Monheim: So lecker kann Geschichte sein

Ob Mangold, Mais oder Liebstöckel: Das Haus Bürgel kultiviert Nutzpflanzen aus vielen Menschheitsepochen – ein Buch erklärt jetzt deren Historie und verbindet das mit Rezepten.

Monheim. Geschichte zum Anfassen - das gibt es in vielen Museen. Aber kann man Geschichte auch schmecken? Ja, und sie schmeckt sogar gut. Die "Speisenkarte" zur Verkostung der Historie bietet das neu erschienene Buch "Bunne, Stielmus, Schözeneere", das viel Wissenswertes über die Nutzpflanzen des Rheinlandes vorstellt. Dabei wird der Zeitraum von der Jungsteinzeit bis zum 20.Jahrhundert abgedeckt.

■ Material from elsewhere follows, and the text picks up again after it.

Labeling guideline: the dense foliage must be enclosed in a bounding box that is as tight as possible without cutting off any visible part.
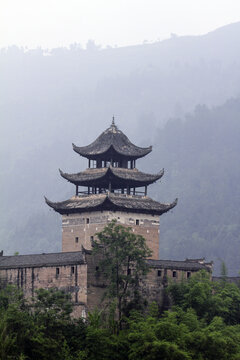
[0,272,240,360]
[93,220,152,328]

Und quasi als Sahnehäubchen gibt es einige Rezepte zum Nachkochen und Ausprobieren gleich mit dazu: Ob "Suurampel Zupp" (Sauerampfersuppe) aus der Eisenzeit, römisches Dinkelbrot mit Moretum (Kräuterkäse), "Stillmos ongernander" (Stielmuseintopf) aus dem Mittelalter oder "Fitschbunne-Bottermilch-Zupp" (Gartenbohnen-Buttermilchsuppe) aus der Neuzeit.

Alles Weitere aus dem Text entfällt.